The high-tech world of Formula 1 seems a world apart from the Dakar Rally, so how can the winning Truck in the gruelling South American marathon have anything to do with Mercedes' success in Formula 1?
What can unite Gerard De Rooy's winning Iveco 'bison' of the famous Rally Raid classic to the sophisticated car that Lewis Hamilton has driven to World Championship glory?
Here's the short answer: horsepower. Almost 900bhp is produced by both machines.
In F1, the Mercedes is a turbocharged V6 1.6-litre petrol engine, fitted with hybrid system equipped with two electric motor-generators.
In contrast, the Iveco gets the same level of power from its Powerstar Strator Torpedo that uses the Cursor 13 straight six, a 12.9-litre diesel engine with Holset turbo.
The other factor that ties them together is the use of Petronas fuels and lubricants, which is not just the sponsor of the two teams – it plays an integral role as an exclusive supplier in an area which affects both reliability and performance.
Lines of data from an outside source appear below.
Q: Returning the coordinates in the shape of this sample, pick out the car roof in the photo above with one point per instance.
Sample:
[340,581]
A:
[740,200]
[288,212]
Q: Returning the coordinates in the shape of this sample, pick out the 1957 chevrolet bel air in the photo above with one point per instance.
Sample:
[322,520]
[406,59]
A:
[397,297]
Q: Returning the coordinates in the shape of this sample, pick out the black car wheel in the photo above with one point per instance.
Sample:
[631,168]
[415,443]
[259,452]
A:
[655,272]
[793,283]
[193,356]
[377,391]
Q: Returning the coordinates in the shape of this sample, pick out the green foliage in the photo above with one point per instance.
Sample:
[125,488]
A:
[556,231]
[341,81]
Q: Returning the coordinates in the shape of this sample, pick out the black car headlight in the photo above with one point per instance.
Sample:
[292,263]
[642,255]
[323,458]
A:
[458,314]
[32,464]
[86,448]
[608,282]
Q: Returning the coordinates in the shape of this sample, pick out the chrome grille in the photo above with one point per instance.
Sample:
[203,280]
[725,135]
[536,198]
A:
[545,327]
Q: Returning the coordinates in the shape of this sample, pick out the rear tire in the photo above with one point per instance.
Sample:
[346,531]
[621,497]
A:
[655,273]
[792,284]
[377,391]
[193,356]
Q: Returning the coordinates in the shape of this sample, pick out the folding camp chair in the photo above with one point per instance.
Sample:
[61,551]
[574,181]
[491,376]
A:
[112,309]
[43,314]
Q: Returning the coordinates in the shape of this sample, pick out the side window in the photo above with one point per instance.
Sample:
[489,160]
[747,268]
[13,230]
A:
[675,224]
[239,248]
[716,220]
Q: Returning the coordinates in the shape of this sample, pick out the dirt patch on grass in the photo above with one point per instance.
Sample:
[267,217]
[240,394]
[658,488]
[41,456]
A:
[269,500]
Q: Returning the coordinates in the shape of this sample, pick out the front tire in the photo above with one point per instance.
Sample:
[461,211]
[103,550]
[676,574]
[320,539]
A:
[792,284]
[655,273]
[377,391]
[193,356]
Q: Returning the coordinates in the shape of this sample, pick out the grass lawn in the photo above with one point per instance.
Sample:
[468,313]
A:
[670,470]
In Turin, at the Research & Development Centre of Petronas, expert engineers investigate the requirements of gasoline, lubricants and additives to meet the needs of motorsport in its most extreme forms.
The operation, directed by Andrew Holmes, studies in the same laboratory to develop specific products that are used in hot deserts as well as F1's temple of speed, Monza – where the gas pedal remains open for 67 percent of the lap time and maximum speeds exceed 350 km/h.
This complex integration between chemistry and 'tailor-made' engineering is coordinated by Motorsport Technical Manager Andrea Dolfi with a specific approach based on co-engineering.
"This methodology and interdisciplinary usage can provide the best technological solutions for both road use and the most extreme applications," she says.
"Based on a constantly changing dynamic of our formulation know-how, it allows us to identify significant points of contact between the two worlds, from track to road [in F1's case] and road to track [in Dakar's]."
Dakar: A Rally of extremes
De Rooy, the 35-year-old Dutchman who won his second Dakar rally raid in an Iveco Powerstar, dominated the event that wound around Argentina and Bolivia on a path considered too easy in the first week, but then became awfully difficult in the second.
The most challenging stages led competitors to over 5000 meters above sea level, with prohibitive temperatures.
"In the cabin," he explained, "we had almost 60C degrees, while the air temperature was about 50C degrees. Breathing had become hard and maintain concentration complicated, let alone how they are hurting your engines."
At high altitude the air is rarefied causing a loss of power that has been estimated at about 40 percent – which in this case is no less than 360 less horsepower…
He added: "In addition to suffer a significant drop in performance there is also less air flow that has undermined the engine cooling. And to further complicate matters there were bushes and low vegetation that could obstruct the radiators.
"In fact, at one point the cooling system crashed: we should have cleaned up the outlets of the radiators, but we didn't want to stop in order not to lose the advantage we had established. So the electronics went into protection mode, and we had to go slower.
"The engine had overheated and there were risks for reliability of the six cylinders, but the Petronas Urania lubricant allowed us to win by safeguarding the mechanicals.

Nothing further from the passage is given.